Why are some companies like Uber and Netflix good at innovating and some companies like Kodak, Blackberry, and Motorola bad at it?

Innovation is a mindset and it’s a foundation for how we see the world, Hendrickson said.

Companies that are successful see where the market is moving and they continue that path of innovation, Hendrickson said.

Incumbents often must protect what they have because of shareholder demands about holding onto market share and it’s a different conversation, Hendrickson said. The best way for incumbents to innovate is to set up an innovation lab with a gated environment away from existing operations, she said.

In her book, Hendrickson mentions that 88 percent of the Fortune 500 firms in 1955 vs. 2014 are gone and we’re all better off because of that dynamic creative destruction. Others like IBM and General Electric have lasted because they are better at adapting to change.

“In some parts of their business they have been able to be very forward-thinking and say times are changing we have to be able to innovate,” Hendrickson said.

When paradigm shifts happen, the market simply doesn’t need some things any long like transistors and rotary phones, Hendrickson said.

In the book, Hendrickson recounts how Nokia started out as a rubber boot maker and Marriott started as a Root Beer stand. Those are some incredible transformations over the years. Being innovative means not only adapting to change but persevering over the years and outlasting competitors and challengers.

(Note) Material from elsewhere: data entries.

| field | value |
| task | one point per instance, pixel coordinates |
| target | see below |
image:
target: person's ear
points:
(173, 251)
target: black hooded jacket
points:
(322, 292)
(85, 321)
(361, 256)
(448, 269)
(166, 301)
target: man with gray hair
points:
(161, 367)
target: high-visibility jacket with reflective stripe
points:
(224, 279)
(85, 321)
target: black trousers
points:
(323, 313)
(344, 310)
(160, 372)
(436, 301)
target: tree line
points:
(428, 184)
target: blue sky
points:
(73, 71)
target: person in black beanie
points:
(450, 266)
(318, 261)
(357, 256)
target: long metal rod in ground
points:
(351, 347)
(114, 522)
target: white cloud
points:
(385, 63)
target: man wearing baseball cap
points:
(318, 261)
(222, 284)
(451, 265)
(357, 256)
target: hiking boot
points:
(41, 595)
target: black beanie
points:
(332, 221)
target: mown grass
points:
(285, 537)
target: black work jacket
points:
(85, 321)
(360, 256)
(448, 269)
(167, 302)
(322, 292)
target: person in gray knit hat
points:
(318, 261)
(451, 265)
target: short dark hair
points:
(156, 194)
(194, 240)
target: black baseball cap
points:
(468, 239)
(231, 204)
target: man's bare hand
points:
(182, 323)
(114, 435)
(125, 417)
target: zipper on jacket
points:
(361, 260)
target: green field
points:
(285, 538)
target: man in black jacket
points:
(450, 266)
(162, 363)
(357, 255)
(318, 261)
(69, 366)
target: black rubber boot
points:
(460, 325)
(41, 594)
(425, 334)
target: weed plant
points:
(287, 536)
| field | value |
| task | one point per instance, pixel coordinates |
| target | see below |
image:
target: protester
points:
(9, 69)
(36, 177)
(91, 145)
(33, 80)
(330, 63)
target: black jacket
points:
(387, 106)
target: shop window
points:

“One of the things we can’t forget is that resources are going to allow us to go through the fallow periods to be able to move into a new innovative space,” Hendrickson said. “If you are undercapitalized you are not going to be able to do that work of transforming the company.”

The pace of change is happening faster and faster now, Hendrickson said. And the Internet of Things, Artificial Intelligence, Augmented Reality, Big Data, Blockchain, Virtual Reality, Social Media, are all converging.

“The plan is not necessarily about all the different ways you can innovate; it’s about changing the ways what the business sees as a core activity like R&D,” Hendrickson said. “Being able to have an innovation lab that works ongoingly.”